Bundesbank-Präsident Nagel hält Zinssenkung im Juni nun für wahrscheinlicher

17.04.2024
um 17:52 Uhr

Frankfurt (Reuters) - Die Europäische Zentralbank (EZB) könnte aus Sicht von Bundesbank-Präsident Joachim Nagel voraussichtlich im Juni erstmals wieder die Zinsen senken.

Der EZB-Rat habe sich nicht festgelegt, sagte Nagel in einem am Mittwoch veröffentlichten Interview der "WirtschaftsWoche". "Wir werden in den nächsten Wochen die eingehenden Daten genau analysieren und dann entscheiden. Aber eine Leitzinssenkung im Juni ist wahrscheinlicher geworden." Entscheidend für die Währungshüter sei die mittelfristige Preisentwicklung.

EZB-Präsidentin Christine Lagarde hatte am Donnerstag nach der Zinssitzung in Frankfurt die Finanzmärkte auf eine nahende erste Zinssenkung vorbereitet. Dabei komme es auf die Beurteilung der Inflationsaussichten, der Dynamik der zugrundeliegenden Teuerung und der Schlagkraft der Geldpolitik an, hatte sie gesagt. Mehrere Währungshüter hatte bereits auf den Juni als möglichen Beginn einer Zinswende hingewiesen. Die Inflation im Euroraum war im März auf 2,4 Prozent gesunken von 2,6 Prozent im Februar und 2,8 Prozent im Januar. Die EZB-Zielmarke von 2,0 Prozent ist damit in greifbare Nähe gerückt.

Aktuell gingen die Teuerungsraten zurück, sagte Nagel dem Magazin. "Aber es gibt Risiken." Der Ölpreis liege angesichts der Spannungen im Nahen Osten ein gutes Stück höher als im Vorjahr. Gas wiederum habe sich in Europa kräftig verbilligt. "Die Energiepreise werden ein Unsicherheitsfaktor bleiben", so Nagel. In der Lohnentwicklung gebe es ebenfalls Unwägbarkeiten.

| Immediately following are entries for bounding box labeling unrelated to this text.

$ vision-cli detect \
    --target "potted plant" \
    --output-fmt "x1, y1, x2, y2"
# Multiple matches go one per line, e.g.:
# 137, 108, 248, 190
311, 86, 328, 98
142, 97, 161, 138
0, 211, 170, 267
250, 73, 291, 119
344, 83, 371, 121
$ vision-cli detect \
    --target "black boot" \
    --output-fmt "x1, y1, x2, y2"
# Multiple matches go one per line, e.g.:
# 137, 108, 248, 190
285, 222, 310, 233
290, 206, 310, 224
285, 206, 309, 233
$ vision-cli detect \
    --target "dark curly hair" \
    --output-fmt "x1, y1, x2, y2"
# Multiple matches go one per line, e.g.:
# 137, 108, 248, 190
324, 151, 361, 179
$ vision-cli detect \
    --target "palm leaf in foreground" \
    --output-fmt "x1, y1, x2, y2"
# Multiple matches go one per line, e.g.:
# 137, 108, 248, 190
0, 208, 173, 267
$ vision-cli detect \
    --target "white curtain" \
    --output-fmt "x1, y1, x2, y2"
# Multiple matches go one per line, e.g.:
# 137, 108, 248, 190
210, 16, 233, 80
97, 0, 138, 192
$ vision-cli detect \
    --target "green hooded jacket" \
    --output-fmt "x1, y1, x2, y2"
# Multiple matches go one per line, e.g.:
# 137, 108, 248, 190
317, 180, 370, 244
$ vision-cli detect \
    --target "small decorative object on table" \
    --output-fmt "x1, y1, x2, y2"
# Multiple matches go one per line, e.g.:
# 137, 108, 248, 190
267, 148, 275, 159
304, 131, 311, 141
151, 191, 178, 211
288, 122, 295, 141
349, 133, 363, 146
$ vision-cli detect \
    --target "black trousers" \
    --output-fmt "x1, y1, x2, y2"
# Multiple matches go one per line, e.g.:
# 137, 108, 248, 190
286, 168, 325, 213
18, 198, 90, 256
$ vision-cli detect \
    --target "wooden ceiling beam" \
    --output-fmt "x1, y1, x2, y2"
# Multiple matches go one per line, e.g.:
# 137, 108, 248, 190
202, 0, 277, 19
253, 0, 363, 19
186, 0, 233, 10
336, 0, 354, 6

Für den Euro-Raum sei für dieses Jahr derzeit mit Lohnsteigerungen von 4,5 Prozent zu rechnen. "Wenn die Löhne kräftiger steigen als erwartet, könnte der Preisdruck länger anhalten, vor allem bei Dienstleistungen." Aus Sicht Nagels ist es daher noch nicht völlig klar, ob die Inflationsrate im nächsten Jahr wieder beim EZB-Zielwert von 2,0 Prozent landen wird und dann auf diesem Niveau bleibt.